I came across an article this week about the benefits of buying certain things used, which went as far as telling me to “not buy them new.” There are a lot of problems with this article; almost each of the bits of “advice” should have given more information – so much so that buying new items in many cases was the best way to go. Let’s look at each of the pieces of advice:
Buying new vs used cars
- Yes, it saves money, but you don’t know why it’s for sale.
- Many timeshares come with great perks for initial investment.
- Buying a “new” puppy vs buing a “used” puppy – does this writer have a soul? Puppies aren’t commodities, they are living, loving creatures. I believe most people should get their pets through adoption, but there are certain people who should be using breeders. Dogs with special training (seeing-eye dogs, herding dogs) are usually trained from the first weeks of life.
- Great idea, however new jewelry may have cleaning and replacement guarantees and it’s really hard to get a custom-made piece of jewelry used.
DVDs and Blu-Ray
- Fine for personal purchases, but I’d bet the majority of DVD or Blu-Ray purchases you make are as gifts – and there is a stigma against giving used electronics as gifts.
- Most of the time, they will warn against buying used helmets, but this article fails to mention this.
- Good idea, although not helpful for most people.
- I have a major contention with this advice.
- First, GameStop is not the only place to get used games or consoles. Craigslist, eBay, Amazon, and lots of other places sell used games, including Best Buy and Walmart. GameStops is helpful if you are buying a video game as a gift and you want help picking something out that the gift-receiver will enjoy – you probably won’t get this kind of help at Walmart or Best Buy.
- Second, they say to go to GameStop for 50% savings on games or consoles. Most games at GameStop are not half price when used – new games that are $60 will usually sell for $55-$45 used at GameStop. Games that are normally $20 new do tend to be around $10 used.

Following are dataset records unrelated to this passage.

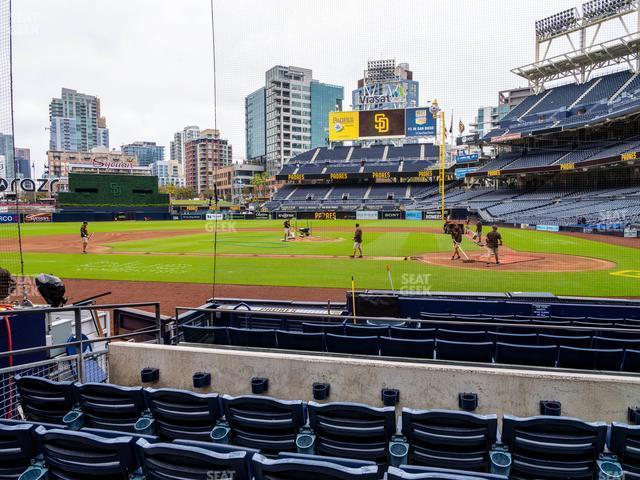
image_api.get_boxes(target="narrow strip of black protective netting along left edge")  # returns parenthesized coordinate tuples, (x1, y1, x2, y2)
(0, 0, 21, 296)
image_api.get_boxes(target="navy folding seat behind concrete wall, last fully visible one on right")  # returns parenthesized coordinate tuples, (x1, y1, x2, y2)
(502, 415, 607, 479)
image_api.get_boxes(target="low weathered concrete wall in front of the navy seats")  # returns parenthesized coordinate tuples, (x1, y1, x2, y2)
(109, 343, 640, 422)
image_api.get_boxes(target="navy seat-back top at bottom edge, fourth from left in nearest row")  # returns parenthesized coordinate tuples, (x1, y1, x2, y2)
(251, 453, 379, 480)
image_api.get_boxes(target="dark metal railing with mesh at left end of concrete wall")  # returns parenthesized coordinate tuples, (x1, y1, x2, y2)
(0, 302, 164, 419)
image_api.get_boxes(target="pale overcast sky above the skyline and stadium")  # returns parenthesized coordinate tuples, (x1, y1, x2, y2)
(14, 0, 592, 172)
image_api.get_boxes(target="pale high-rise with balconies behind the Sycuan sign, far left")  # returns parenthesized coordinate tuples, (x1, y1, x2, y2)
(49, 88, 109, 152)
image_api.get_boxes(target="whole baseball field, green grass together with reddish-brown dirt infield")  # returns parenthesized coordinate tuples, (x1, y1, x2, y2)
(10, 220, 640, 297)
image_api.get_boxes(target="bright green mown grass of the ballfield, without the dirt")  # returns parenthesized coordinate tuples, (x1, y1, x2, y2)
(8, 220, 640, 297)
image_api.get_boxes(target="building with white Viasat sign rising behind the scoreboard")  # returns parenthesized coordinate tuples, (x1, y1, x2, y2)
(351, 60, 420, 110)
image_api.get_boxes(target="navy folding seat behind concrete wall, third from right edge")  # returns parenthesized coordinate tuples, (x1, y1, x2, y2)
(402, 408, 498, 472)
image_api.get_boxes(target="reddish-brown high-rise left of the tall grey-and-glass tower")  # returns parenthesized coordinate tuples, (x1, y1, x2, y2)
(184, 129, 233, 193)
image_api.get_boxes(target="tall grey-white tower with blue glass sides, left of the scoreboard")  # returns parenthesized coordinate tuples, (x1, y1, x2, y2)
(245, 65, 344, 175)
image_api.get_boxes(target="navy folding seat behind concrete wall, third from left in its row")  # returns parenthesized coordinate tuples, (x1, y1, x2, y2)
(144, 388, 222, 441)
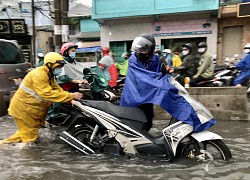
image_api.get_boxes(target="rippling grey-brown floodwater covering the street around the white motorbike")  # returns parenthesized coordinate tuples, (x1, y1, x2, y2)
(0, 116, 250, 180)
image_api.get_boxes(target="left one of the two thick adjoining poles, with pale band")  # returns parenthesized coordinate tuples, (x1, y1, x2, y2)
(54, 0, 62, 52)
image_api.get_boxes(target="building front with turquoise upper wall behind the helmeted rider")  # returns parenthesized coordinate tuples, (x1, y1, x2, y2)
(92, 0, 219, 61)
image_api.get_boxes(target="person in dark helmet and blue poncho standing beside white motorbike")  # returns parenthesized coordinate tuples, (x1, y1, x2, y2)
(120, 34, 215, 132)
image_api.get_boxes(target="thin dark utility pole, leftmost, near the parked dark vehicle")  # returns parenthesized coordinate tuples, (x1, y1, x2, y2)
(31, 0, 36, 66)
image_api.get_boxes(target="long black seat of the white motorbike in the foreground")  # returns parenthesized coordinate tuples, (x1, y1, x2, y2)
(84, 100, 147, 123)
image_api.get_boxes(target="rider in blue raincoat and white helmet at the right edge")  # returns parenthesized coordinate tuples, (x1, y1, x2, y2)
(233, 43, 250, 87)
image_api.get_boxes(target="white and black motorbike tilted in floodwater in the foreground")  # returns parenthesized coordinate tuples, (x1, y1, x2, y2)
(60, 77, 232, 162)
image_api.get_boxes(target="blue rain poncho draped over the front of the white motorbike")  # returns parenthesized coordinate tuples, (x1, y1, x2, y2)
(120, 55, 215, 132)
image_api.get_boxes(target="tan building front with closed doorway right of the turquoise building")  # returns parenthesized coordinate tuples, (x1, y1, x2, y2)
(217, 0, 250, 64)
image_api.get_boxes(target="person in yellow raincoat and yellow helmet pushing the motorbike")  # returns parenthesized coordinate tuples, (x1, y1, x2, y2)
(0, 52, 83, 144)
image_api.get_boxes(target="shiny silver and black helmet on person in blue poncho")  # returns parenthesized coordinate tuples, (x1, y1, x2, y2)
(131, 34, 155, 56)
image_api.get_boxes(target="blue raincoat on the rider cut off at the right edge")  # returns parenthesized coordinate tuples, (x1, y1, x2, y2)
(233, 54, 250, 85)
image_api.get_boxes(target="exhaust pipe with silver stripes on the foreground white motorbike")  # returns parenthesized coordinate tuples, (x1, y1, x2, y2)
(60, 131, 95, 155)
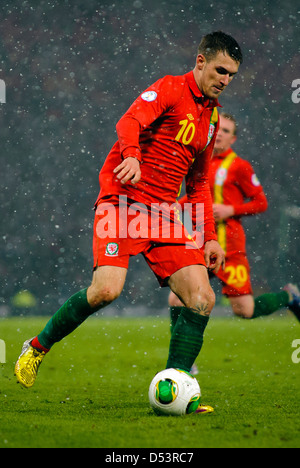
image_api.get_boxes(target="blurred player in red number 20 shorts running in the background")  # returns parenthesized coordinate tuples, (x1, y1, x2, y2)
(169, 113, 300, 322)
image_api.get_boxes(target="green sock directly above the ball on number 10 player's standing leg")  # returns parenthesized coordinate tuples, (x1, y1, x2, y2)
(166, 307, 209, 372)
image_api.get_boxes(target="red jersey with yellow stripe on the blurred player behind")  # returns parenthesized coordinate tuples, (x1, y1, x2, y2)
(209, 149, 268, 255)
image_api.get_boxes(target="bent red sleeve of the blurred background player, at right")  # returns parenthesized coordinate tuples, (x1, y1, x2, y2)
(233, 160, 268, 216)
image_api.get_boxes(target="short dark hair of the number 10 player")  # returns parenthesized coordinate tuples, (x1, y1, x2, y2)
(198, 31, 243, 63)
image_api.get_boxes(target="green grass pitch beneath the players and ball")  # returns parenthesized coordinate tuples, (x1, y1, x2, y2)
(0, 317, 300, 448)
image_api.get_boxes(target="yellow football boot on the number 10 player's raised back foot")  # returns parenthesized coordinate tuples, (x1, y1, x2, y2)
(15, 338, 46, 388)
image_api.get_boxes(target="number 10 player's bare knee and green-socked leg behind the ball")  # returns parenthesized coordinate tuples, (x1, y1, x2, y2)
(167, 265, 215, 371)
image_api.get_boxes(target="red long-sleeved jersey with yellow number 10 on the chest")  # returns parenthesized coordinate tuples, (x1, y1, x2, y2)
(96, 71, 218, 245)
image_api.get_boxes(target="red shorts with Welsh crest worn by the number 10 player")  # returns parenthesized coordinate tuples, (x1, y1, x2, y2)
(93, 197, 205, 286)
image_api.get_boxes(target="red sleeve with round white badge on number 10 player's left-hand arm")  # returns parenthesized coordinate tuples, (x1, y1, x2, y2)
(116, 75, 183, 161)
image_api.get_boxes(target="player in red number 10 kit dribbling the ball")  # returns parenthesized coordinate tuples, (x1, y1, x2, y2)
(15, 31, 242, 398)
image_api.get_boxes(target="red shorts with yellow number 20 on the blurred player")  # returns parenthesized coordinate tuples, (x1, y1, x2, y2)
(216, 253, 253, 297)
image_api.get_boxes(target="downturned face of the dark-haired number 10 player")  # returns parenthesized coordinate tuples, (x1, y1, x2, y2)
(196, 52, 239, 99)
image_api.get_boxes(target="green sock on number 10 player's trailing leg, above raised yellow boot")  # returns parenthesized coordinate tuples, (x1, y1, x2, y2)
(37, 288, 94, 349)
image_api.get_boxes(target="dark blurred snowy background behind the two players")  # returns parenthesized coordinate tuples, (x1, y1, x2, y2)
(0, 0, 300, 314)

- What you should know about buying used games is where your money is going. When you buy a new game, the store gets a good deal of the money and the publishers (people who made the game) get money from that transaction as well. When you buy a used game, the publishers get no money – it all goes to the seller (plus tax depending on where you buy). On eBay or Craigslist, that goes to the person who is selling the item (minus some fees by eBay or other sites like this). With GameStop, the person who bought that game for $60 might get $15-$20 from GameStop, who then sells it to you for the $50. That’s $20 for the original purchaser, $0 for the game publishers, and $30 for GameStop. At eBay or Amazon, a much larger percentage of the purchase price goes to the original purchaser. When people take the time to consider where their money is going and use that to factor into their purchases, the extra value or cost is called an “intrinsic cost” – which is why many people will pay more money for something made in the USA.
- I don’t buy used games for the most part because I feel the game publishers deserve money for my purchases. I would feel less guilty buying used games if I made a lot of purchases and I wasn’t sure if the game(s) would be good, but I usually only get games I know I’m going to like and I rarely get more than 10 games per year.
- I do tend to sell my games through eBay, Amazon, or GameStop if I don’t think I’ll ever play the game again, so it’s not like I’m perfect or above the used game market. Amazon and eBay are where newer games can sell for the most money, but I might go to GameStop with old or unpopular games because they will take the game on the spot (with no shipping cost) and they tend to have specials where you get an extra $10 credit for trading in 3+ games (when my 3 games don’t sell for $10 total, I more than double the value).
All this being said, there are lots of reasons to buy used items – it reduces your purchasing costs, a secondhand market increases the value of the things you already own and it keeps items out of landfills. When you are given advice, remember there is rarely a “right” or “wrong” way of doing anything, even purchasing a DVD, so be skeptical when the advice tells your “always” or “never” do something.